No Canadian of today who has any self-respect would imagine that we are to simply repeat the past and be another Britain over again. By no means. No self-respecting nation like Britain would imagine for a moment that those who have gone forth from her are merely to re-duplicate what she has done. The problems are not the same by any means, but what we do expect is that, with the same ideals, we should face our new surroundings, and that we should feel that there is a common outlook and a common aim set before us all. Therefore we must rejoice, not only in the opening of a means of intercourse, but rejoice also in the interchange of ideas that comes to us through periodicals, magazines, papers-everything of that kind; and it is a matter to be devoutly thankful for that the returns from the British Post Office, lately sent out, say that since the postage has been reduced, there has been an enormous increase in the number of British periodicals that have come into Canada. Then, further, I believe that our interchange in religious bodies, and in educational societies, and in universities and colleges, will bring ideas to the front that perhaps have been neglected.

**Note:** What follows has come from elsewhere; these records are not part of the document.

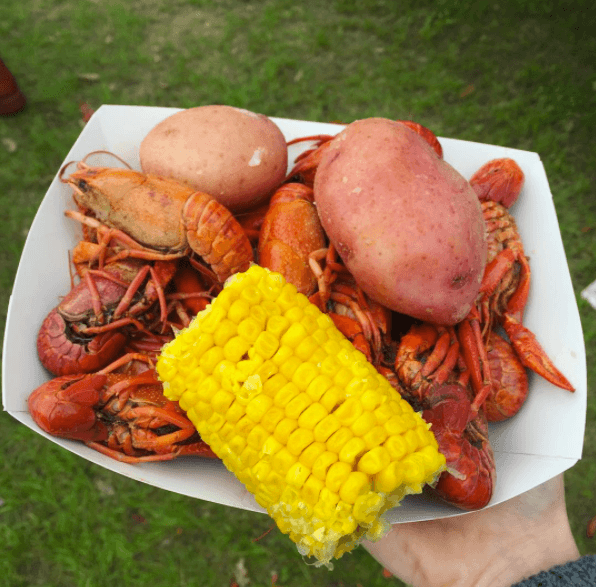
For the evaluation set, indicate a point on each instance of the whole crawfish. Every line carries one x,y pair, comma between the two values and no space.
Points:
119,411
506,282
433,378
154,218
86,331
290,232
364,322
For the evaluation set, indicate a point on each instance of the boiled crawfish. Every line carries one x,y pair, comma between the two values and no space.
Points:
87,330
290,232
154,218
433,378
119,411
505,285
364,322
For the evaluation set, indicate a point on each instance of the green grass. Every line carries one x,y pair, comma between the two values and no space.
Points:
519,74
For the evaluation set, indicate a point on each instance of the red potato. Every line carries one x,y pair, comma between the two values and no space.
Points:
407,225
234,155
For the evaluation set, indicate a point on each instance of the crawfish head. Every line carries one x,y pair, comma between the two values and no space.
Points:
462,436
63,352
64,407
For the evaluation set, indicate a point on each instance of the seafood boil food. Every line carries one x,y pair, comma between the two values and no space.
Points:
157,258
304,421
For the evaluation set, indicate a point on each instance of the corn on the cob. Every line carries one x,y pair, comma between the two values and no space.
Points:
302,419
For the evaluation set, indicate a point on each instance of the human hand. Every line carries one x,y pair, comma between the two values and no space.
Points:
493,547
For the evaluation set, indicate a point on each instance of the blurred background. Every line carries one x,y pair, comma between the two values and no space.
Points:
512,73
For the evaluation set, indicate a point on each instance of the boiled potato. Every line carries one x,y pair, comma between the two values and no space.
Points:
236,156
406,224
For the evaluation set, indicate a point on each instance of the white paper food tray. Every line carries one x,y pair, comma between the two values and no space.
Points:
543,440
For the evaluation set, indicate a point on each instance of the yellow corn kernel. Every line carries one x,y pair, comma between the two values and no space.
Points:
210,358
375,437
306,347
318,386
374,460
332,398
212,318
310,454
258,406
312,489
222,400
365,423
322,464
354,486
304,375
288,367
256,437
271,446
352,450
312,415
224,332
286,394
396,446
297,405
326,427
349,411
284,429
336,475
311,428
235,412
272,418
239,310
274,384
389,479
337,440
244,426
367,506
236,348
299,439
266,345
282,460
297,474
330,366
371,398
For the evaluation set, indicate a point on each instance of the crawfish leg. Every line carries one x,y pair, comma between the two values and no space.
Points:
532,355
124,458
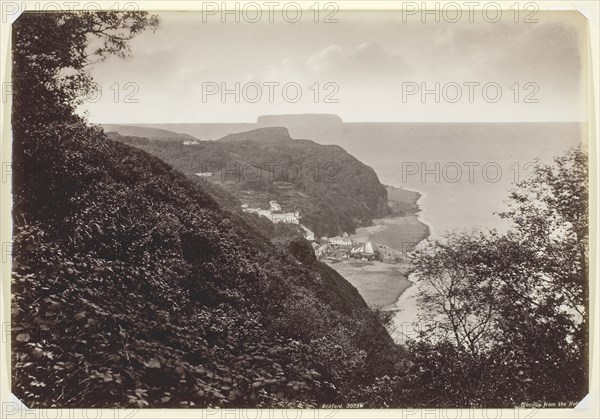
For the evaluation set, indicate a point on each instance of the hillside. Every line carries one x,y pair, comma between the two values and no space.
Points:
134,287
332,190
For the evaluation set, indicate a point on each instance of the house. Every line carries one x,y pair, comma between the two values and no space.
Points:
340,241
363,250
204,174
308,235
288,217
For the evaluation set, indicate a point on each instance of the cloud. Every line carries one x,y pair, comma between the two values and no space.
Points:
364,64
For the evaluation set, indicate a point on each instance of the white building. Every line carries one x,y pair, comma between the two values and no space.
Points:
308,235
340,241
275,207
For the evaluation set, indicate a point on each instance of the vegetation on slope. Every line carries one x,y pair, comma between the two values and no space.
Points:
333,191
133,286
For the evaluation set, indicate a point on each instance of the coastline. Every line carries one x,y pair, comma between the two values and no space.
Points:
383,284
405,320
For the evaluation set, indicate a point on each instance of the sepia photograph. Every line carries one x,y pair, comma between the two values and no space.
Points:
299,205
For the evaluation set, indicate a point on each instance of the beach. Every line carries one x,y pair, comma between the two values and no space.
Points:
383,285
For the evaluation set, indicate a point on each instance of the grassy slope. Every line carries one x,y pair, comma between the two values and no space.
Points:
133,286
341,196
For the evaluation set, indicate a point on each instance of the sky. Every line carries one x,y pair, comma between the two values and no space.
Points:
369,66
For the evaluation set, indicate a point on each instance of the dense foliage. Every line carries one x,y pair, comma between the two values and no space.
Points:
333,191
133,286
509,313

I do not intend to detain you any longer because I have exhausted the half-hour, and will merely gather up what I have been trying to bring out. It is this: That Canada, standing in the midst of the Empire, has been the scene in the past in which some of the largest problems dealing not only with the Empire, with the heart of the Empire, Britain itself, have been brought to a solution; that we belong to this Empire because to us the principles of government and of life on which it has been based are regarded as the truest expression of our manhood, and that we are in the future to go forward to the solution of those problems not by isolating ourselves from all others, not by insulating ourselves from the nations round about us in which there is a vast amount that we must admire, but by strengthening the ties throughout the Empire, by opening up every avenue of intercourse throughout this Empire that men may come together, understand one another better, that their ideas may be sent forth and travel from end to end with greater freedom; and that we should welcome the conjoint attempt that is made by all who call themselves British to face the new problems, particularly it may be of a social character, that are looming up large on our horizon; and we may hope that as we have received in the past so much, so also together we shall work out in unison a solution that will be larger, broader and more humane than if we were to go on our way in a narrow, self-centered path.